On his first night in the hospital, a nurse told him his prognosis. She said that he had broken his neck and that he would never walk again. Initially Queen was in Denial, seeing himself running the next physical fitness test or leading a run.

She told him that he was paralyzed, and that is why he could not move. He then began to cry and looked for some sympathy from the nurse.

Queen said that she looked at him and asked, “What are you crying for?”
In turn, Queen gave a sobering response, “I’m paralyzed … why didn’t I just die.”
“That was my first response,” he said. “Then the nurse looked at me and said, ‘are you crazy, what do you mean why didn’t you die. We are still trying to figure out what you are doing alive. If you can survive this night, then you can survive anything.'”

“That ripped right through me like lightning,” he said. “That was the first and last time I ever went there. I could have stayed there in that wheel chair and that would have been that, but I used that motivation and said, ‘you’re right, I’m alive.'”

His unexplained survival is what pushed him over the edge and allowed him to do things that a quadriplegic was not supposed to do, like walking. He constantly leaves people in awe of his accomplishments.

“Anybody overcoming odds of that nature is phenomenal,” said Lain Smith, golf course manager and PGA professional, who has known Queen and his enthusiasm for more than six years. “It proves that if you have the heart and desire you can accomplish anything.”

He thanks God constantly for that, said Dobine.

“We have been having a lot of problems with safety belt use around the Marine Corps and his injuries were the result of him not wearing a safety belt,” said Dobine. “He had a personal testimony about it that could help out other Marines, so I thought it was good for him to come and speak.

It is just like he said in the safety brief, he was just like every other Marine,” continued Dobine. “Sometimes he was half asleep, sometimes he wasn’t really paying attention and sometimes he said it wouldn’t really happen to him and look where he is at now.”
Queen’s reality can serve as a wake up call to all Marines who seem to be asleep when it comes to making the right decision.

“When people actually see that was me and this is reality, it puts it in perspective,” said Queen. “It makes people really catch it and say, ‘Hey, wait a minute, this is a Marine.'”
What Queen has been doing since the accident, has been to direct people to God.

Through visiting area jail ministries and juvenile detention centers he tries to give people in need a new perspective. He also coaches chess at local area schools, believing that the strategy of the game can make people think about what they are doing prior to actually doing it.

“My motivation is humanity and compassion,” he said. “I didn’t look at life like I look at it now. I played hard, and I worked hard, and everything was about me. I did my job and helped out to make sure I did what I had to, to get the job done.

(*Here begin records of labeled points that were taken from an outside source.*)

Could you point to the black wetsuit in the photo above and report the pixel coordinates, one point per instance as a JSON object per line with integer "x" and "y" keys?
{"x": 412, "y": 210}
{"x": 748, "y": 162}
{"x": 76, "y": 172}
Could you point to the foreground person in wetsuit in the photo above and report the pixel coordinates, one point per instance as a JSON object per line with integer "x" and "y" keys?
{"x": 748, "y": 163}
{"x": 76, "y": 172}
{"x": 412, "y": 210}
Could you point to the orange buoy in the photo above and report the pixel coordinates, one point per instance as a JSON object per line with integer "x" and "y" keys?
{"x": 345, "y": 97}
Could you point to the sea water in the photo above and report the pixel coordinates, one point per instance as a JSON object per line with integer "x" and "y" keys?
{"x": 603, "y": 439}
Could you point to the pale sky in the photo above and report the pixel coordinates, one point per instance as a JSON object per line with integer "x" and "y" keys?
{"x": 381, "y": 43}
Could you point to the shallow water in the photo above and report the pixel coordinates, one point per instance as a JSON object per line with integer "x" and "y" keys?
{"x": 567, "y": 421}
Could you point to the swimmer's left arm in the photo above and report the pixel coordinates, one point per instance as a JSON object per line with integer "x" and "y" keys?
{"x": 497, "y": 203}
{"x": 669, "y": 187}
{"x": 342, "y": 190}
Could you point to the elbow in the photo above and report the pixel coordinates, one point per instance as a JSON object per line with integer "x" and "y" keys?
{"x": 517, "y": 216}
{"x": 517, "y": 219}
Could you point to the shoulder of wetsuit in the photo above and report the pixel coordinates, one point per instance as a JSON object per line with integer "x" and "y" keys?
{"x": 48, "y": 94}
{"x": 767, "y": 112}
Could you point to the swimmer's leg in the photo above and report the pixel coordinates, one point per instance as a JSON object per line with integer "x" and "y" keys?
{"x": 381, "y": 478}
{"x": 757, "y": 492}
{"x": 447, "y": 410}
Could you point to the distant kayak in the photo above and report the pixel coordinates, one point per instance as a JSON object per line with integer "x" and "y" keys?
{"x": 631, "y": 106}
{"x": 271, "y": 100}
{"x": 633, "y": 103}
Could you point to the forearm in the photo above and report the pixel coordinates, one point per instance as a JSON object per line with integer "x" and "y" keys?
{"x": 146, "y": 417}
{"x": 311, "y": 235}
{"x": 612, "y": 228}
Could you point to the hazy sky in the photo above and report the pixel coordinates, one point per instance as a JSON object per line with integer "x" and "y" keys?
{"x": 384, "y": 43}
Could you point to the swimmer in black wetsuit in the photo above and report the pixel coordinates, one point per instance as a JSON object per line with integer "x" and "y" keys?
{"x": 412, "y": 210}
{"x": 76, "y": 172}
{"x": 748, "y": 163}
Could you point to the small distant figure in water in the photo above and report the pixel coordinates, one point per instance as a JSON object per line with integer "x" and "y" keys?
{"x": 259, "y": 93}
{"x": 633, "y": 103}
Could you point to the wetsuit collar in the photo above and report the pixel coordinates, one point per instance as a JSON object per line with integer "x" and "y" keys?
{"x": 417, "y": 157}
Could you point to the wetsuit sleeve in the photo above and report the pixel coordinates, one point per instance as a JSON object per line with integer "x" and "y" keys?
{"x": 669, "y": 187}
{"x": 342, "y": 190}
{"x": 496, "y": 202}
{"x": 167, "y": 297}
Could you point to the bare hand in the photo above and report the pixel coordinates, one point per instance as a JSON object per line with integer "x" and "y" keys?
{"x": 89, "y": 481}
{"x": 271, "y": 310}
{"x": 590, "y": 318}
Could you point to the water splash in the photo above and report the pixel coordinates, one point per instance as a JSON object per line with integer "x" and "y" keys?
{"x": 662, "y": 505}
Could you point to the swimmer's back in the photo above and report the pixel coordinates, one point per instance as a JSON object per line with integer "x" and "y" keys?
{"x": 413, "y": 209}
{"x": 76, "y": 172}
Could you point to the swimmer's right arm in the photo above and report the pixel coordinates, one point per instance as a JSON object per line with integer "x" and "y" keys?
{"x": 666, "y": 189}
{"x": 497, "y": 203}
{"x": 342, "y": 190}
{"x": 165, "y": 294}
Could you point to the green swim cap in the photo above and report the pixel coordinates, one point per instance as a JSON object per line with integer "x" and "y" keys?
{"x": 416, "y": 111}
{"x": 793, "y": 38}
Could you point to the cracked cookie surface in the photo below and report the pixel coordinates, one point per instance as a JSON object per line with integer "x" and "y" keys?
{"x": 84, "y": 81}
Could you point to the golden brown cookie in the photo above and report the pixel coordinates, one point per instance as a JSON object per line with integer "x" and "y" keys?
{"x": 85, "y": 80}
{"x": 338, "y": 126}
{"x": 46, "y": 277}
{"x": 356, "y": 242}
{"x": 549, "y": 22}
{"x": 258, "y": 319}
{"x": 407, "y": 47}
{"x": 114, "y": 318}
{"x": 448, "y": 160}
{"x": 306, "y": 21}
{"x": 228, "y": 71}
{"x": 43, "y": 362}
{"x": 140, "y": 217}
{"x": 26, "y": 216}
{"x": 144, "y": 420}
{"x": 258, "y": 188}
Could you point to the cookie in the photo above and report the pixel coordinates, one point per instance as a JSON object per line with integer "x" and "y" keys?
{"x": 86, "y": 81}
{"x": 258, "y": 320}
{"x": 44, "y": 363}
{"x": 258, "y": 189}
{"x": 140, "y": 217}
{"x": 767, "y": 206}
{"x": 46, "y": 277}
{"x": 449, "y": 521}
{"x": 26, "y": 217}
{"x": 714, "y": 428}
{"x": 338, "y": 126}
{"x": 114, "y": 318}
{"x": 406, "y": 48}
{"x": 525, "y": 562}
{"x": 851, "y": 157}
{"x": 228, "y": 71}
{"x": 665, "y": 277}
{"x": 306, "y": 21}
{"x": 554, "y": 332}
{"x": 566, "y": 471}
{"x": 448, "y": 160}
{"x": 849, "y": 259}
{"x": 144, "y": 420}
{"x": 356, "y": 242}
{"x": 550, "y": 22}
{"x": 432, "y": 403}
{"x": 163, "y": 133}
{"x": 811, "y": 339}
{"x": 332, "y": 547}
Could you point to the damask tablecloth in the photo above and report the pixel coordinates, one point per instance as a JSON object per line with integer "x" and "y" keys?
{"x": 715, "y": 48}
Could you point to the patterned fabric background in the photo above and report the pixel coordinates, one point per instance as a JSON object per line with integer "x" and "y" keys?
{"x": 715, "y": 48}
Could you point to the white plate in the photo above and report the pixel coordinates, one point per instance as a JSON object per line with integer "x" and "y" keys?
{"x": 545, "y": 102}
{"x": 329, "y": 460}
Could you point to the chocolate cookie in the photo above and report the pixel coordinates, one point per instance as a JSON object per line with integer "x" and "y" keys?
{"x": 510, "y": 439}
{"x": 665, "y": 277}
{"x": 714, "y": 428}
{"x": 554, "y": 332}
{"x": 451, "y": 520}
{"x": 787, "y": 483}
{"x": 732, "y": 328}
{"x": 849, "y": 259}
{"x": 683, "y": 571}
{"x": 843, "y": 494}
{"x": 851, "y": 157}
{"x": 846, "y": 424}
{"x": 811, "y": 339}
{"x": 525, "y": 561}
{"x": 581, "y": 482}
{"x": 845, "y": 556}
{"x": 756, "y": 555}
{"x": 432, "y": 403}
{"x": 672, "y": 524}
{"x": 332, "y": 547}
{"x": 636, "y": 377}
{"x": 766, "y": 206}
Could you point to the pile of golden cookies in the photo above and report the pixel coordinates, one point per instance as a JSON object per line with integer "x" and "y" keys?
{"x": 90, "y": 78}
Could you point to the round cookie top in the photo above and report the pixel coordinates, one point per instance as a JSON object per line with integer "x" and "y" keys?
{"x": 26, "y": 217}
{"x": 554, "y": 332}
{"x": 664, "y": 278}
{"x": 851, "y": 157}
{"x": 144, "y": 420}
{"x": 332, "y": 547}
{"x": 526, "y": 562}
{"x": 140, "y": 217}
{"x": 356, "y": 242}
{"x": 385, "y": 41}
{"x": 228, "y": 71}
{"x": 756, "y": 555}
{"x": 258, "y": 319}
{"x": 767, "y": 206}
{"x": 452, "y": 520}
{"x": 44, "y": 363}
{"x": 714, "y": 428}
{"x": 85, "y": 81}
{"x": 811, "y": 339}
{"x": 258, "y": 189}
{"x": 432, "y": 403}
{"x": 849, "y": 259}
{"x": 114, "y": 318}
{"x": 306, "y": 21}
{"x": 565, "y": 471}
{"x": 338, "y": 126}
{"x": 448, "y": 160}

After that it was about me, but now it is about helping somebody else, and I see a lot of young people making a lot of bad decisions. That is why I sacrifice my time now.”

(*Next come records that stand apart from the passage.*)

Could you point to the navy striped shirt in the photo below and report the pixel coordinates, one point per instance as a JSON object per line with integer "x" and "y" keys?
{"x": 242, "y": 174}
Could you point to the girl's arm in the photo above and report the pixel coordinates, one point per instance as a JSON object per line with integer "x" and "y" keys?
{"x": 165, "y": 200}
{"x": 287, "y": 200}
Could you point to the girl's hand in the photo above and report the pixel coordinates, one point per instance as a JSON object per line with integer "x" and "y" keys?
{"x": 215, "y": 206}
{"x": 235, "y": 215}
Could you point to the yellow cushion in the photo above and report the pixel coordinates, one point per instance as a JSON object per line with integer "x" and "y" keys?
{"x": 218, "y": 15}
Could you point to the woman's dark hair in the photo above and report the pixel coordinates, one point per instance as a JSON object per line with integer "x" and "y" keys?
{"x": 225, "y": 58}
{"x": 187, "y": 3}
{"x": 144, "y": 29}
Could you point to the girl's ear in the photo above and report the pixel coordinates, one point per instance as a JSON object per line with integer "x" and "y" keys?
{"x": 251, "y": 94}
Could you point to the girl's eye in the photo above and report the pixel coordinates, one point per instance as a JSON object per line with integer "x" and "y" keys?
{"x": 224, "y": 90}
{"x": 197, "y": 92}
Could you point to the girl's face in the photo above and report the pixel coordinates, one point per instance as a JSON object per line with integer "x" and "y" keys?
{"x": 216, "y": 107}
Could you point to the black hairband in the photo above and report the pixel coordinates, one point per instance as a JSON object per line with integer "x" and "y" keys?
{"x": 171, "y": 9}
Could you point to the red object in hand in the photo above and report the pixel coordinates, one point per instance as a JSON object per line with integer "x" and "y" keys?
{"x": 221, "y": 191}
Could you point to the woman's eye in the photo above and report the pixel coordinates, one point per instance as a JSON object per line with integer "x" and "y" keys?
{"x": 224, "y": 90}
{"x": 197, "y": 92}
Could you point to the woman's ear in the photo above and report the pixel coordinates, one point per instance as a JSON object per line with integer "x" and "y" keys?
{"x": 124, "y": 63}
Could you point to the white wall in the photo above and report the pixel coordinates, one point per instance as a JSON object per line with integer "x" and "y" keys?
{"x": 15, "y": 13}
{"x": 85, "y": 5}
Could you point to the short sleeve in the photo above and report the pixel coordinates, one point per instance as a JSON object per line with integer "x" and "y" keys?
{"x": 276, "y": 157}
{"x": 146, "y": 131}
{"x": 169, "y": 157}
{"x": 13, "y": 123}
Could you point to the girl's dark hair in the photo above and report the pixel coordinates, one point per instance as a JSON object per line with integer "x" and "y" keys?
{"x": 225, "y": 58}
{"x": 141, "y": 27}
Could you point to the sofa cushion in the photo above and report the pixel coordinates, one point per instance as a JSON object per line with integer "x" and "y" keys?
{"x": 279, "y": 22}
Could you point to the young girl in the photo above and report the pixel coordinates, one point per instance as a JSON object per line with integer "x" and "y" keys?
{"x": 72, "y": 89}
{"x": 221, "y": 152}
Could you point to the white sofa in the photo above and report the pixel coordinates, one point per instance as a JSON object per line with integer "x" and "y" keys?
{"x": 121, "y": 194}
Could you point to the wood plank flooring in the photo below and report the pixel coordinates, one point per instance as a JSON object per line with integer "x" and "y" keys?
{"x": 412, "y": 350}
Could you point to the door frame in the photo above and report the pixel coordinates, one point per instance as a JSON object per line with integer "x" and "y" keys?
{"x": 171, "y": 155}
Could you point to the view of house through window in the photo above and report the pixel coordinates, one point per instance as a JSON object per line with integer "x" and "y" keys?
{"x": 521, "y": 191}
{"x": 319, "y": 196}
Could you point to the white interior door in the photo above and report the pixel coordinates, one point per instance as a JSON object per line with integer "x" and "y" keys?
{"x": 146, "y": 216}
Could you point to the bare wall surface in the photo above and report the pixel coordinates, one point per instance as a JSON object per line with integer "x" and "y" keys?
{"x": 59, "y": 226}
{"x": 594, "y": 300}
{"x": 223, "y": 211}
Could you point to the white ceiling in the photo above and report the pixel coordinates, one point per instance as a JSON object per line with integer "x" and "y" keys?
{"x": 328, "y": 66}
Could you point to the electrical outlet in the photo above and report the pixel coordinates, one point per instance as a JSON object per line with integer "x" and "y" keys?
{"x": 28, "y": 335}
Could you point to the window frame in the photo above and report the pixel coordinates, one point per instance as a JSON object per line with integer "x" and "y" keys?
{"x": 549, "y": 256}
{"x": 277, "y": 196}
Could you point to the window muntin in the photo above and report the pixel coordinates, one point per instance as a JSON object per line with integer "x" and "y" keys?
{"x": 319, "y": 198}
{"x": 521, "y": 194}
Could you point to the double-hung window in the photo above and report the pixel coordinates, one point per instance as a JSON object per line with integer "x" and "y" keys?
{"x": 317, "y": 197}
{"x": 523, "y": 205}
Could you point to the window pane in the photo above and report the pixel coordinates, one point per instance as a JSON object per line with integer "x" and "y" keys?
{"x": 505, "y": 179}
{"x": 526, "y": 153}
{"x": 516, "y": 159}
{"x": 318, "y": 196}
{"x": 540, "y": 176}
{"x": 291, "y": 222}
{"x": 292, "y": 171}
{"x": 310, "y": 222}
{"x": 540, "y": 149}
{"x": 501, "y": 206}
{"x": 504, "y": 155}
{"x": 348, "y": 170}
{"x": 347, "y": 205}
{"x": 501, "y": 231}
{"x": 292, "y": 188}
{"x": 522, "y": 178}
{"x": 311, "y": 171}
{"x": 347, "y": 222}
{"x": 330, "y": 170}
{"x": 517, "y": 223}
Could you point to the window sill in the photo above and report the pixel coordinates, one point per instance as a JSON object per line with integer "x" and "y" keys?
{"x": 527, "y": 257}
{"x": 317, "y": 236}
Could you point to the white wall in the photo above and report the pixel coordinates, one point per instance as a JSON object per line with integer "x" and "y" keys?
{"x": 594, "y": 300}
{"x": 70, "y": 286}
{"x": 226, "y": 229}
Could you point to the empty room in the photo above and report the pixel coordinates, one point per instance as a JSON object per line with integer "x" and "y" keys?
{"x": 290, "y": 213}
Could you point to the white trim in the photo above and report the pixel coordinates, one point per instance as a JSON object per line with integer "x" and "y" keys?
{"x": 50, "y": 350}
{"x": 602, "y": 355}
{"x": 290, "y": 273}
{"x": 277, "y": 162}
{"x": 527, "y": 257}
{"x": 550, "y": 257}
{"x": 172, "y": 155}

Giving of his time has led Queen to influence a lot of people in the community. All the time he contributes has made an impact on more then just the people that he speaks with. It has also affected his friends.

“He is a never-give-up type of person,” said Dobine, a long time friend. “When you can come back from being a quadriplegic and actually stand up and tell your story, of course you can be an inspiration to a lot of folks.”

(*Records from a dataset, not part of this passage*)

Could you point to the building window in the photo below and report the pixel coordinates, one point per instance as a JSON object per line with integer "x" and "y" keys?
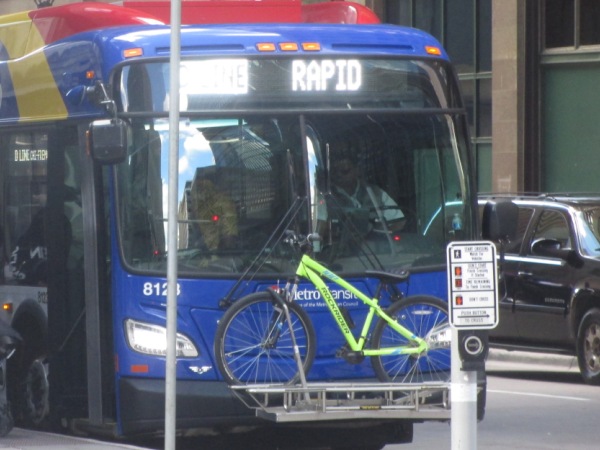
{"x": 571, "y": 23}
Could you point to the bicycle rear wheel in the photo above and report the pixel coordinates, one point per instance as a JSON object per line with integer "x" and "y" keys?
{"x": 253, "y": 342}
{"x": 419, "y": 314}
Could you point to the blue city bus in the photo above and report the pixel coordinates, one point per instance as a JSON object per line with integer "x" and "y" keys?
{"x": 273, "y": 117}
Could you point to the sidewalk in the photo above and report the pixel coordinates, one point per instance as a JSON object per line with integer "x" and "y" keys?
{"x": 20, "y": 439}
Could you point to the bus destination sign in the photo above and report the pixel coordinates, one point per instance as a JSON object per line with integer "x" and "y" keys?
{"x": 472, "y": 285}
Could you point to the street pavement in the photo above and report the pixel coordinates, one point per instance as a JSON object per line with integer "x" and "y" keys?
{"x": 21, "y": 439}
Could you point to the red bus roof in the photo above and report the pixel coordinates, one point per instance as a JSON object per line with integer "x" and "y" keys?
{"x": 259, "y": 11}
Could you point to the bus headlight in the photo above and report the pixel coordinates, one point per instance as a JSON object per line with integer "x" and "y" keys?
{"x": 152, "y": 340}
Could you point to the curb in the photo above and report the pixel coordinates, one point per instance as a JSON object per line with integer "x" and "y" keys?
{"x": 566, "y": 362}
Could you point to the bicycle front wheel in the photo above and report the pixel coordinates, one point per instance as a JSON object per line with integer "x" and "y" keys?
{"x": 253, "y": 342}
{"x": 419, "y": 314}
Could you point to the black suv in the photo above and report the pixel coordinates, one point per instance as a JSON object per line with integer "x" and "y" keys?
{"x": 550, "y": 273}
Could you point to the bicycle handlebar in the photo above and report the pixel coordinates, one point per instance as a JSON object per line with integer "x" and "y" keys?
{"x": 299, "y": 239}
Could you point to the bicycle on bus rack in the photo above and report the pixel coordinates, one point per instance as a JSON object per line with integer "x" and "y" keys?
{"x": 268, "y": 338}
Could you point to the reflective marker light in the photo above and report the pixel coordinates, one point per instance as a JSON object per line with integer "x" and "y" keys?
{"x": 311, "y": 46}
{"x": 433, "y": 50}
{"x": 151, "y": 339}
{"x": 131, "y": 52}
{"x": 265, "y": 47}
{"x": 288, "y": 46}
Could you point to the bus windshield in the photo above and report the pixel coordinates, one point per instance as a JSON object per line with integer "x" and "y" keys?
{"x": 372, "y": 174}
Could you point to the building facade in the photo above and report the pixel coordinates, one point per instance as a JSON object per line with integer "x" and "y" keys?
{"x": 528, "y": 71}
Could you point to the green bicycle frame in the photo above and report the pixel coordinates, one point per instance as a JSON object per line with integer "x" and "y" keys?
{"x": 315, "y": 272}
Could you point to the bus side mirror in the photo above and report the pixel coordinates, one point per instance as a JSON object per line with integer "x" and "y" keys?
{"x": 108, "y": 140}
{"x": 499, "y": 220}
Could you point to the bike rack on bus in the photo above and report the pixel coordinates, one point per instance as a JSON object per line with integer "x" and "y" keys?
{"x": 343, "y": 401}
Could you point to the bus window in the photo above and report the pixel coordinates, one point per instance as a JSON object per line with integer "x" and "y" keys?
{"x": 26, "y": 193}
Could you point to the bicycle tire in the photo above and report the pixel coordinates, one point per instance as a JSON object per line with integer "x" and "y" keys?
{"x": 419, "y": 314}
{"x": 243, "y": 352}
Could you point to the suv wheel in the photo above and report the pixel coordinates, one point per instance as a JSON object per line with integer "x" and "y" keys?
{"x": 588, "y": 346}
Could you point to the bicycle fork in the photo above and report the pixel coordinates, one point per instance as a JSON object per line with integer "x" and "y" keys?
{"x": 283, "y": 303}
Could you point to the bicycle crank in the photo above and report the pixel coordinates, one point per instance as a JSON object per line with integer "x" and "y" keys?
{"x": 439, "y": 337}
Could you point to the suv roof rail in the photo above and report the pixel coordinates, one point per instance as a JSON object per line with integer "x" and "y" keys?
{"x": 539, "y": 195}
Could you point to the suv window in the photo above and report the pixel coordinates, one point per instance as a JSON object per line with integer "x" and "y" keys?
{"x": 553, "y": 225}
{"x": 525, "y": 214}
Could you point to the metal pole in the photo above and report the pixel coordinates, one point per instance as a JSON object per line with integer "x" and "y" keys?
{"x": 171, "y": 360}
{"x": 463, "y": 400}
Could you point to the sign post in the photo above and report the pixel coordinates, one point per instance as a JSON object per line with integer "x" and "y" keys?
{"x": 473, "y": 306}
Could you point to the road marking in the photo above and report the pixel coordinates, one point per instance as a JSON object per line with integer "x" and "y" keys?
{"x": 562, "y": 397}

During the safety brief, that influence was focused on the Marine Corps and his perspective as a former Marine.

“I was walking for the Marine Corps and I walked with those dress blues and those stripes and did the best that I could,” said Queen. “Now, I’m still walking but I am walking for God. It is the same thing, but from another perspective. It’s a spiritual thing.”

Queen was promoted to sergeant in 1992 and claims to be a, “permanent sergeant more than 12 years later.”

“My Marine Corps career got stopped at sergeant and I can’t go any further than that,” he said. “It is amazing to see all of the buddies who are E-7’s and above. Now, I live through their careers.”

Queen said that when he sees his friends moving on with their careers it motivates him in his life to know that they are out there doing the right things.

Motivation is what has kept this former Marine going since the night of the accident.

“For coming from where he was to being where he is now, I think that all of us should consider Queen’s life as a testimony for our lives, because he is a good man,” said Dobine.